Here there are still two horses, each of them singular, but both of them together acting as the subject of a plural verb.
Where I personally disagree with the book's author slightly is that I would not also leave out the "a" before "female".
I would not do so in speech (where "and a" is pretty much pronounced like a single word anyway), and so would also not do it in writing. The English language is full of articles, conjunctions, preprositions and other similar short words like these that take no stress when spoken and just fall in the gaps between the other words. They are so short that omitting them saves basically no time, and naturally repeated so often that repeating them is not unusual or awkward at all.
Besides that, the phrase "a male and female horse" could be alternatively parsed as referring to a single horse that is somehow both male and female at the same time. Obviously that's not the intended meaning in the given context, but just having to consider and reject that parsing is needlessly jarring. Leaving in the second article rules out this alternative parsing.
All that said, however, the author's version is still clear and understandable enough in its context. In fact, I probably would not have even noticed the missing "a" when reading it if your question hadn't focused on that particular phrase.
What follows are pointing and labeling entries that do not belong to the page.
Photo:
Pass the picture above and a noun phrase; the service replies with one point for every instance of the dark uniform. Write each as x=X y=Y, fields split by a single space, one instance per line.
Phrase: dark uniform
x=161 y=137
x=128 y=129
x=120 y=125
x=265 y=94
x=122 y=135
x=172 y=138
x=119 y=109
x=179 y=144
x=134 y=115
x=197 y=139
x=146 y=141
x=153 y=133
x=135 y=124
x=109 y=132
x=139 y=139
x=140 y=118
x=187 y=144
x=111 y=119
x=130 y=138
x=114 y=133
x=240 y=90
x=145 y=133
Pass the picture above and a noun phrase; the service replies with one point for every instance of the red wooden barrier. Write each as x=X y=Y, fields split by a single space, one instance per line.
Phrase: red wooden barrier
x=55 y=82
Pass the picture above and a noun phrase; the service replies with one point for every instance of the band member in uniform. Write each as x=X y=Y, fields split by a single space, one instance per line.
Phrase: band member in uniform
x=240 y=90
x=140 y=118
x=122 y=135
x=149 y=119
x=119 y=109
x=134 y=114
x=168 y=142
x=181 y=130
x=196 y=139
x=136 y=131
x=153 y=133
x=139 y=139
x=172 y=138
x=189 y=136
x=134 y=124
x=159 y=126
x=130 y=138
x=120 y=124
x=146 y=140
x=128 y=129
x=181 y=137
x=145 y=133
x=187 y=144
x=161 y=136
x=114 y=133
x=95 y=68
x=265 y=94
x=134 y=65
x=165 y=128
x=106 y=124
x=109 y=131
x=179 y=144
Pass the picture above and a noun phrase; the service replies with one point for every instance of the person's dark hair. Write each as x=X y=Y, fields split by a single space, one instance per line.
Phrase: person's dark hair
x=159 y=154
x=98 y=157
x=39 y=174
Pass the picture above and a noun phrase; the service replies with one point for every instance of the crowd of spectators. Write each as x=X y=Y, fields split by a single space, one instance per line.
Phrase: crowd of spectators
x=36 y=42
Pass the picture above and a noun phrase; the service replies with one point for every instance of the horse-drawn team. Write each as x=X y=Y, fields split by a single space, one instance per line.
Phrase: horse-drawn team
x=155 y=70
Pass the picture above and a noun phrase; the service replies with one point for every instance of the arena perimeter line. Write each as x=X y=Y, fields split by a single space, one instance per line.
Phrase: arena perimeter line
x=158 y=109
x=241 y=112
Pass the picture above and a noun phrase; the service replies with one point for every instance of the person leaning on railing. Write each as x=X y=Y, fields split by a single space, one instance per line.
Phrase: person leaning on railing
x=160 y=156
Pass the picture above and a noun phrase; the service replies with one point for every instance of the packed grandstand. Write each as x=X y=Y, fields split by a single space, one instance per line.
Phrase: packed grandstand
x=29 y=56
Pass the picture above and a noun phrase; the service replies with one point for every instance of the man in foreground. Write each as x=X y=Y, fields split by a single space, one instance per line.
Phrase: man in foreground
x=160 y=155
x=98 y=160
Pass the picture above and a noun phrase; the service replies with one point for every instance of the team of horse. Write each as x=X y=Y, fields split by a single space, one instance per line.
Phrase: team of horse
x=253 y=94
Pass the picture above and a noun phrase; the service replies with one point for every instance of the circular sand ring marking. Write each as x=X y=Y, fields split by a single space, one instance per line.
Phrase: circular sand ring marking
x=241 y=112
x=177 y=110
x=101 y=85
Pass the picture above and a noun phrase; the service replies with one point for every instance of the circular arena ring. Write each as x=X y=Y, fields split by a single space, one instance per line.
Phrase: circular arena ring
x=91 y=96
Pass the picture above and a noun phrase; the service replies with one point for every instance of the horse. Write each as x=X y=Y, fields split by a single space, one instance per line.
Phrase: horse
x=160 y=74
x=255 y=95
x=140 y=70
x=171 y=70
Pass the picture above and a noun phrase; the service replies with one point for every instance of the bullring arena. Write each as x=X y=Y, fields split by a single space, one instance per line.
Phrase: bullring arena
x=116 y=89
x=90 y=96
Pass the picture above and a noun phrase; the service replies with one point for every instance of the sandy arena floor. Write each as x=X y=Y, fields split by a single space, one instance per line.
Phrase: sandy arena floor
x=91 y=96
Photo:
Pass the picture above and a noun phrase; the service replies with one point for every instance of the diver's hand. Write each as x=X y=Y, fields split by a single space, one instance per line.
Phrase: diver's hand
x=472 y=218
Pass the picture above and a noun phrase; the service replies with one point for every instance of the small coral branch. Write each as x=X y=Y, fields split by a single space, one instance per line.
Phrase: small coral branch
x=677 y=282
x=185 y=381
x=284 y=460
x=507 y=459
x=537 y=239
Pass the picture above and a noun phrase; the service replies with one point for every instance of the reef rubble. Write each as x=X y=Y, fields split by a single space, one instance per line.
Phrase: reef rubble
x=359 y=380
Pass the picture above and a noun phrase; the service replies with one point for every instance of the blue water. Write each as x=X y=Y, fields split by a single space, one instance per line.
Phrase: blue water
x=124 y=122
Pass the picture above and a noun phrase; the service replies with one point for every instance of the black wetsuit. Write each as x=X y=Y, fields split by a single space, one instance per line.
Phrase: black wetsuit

Ps. Your version with "male and female horses" is also correct, but less precise: it allows for (and even implicitly suggests) the possibility that there may be more than one male horse and more than one female horse involved. The author clearly intended there to be only one of each, so they chose to use two singular subjects instead.
By the way, "male and female horses" is technically also elliptic; the full phrase without ellipsis would be "male horses and female horses".
For what it's worth, "a male horse and a female" would technically also be correct; when a repeated word can be omitted, we can usually choose either one of the repetitions to leave out. However, this version sounds slightly more awkward to my ear, perhaps because adjectives in English normally come before the nouns they refer to, and so having "female" refer backwards to the word "horse" before it feels a bit awkward. It almost calls for a placeholder like "a male horse and a female one", although, at least to my ear, that's not quite necessary in this case.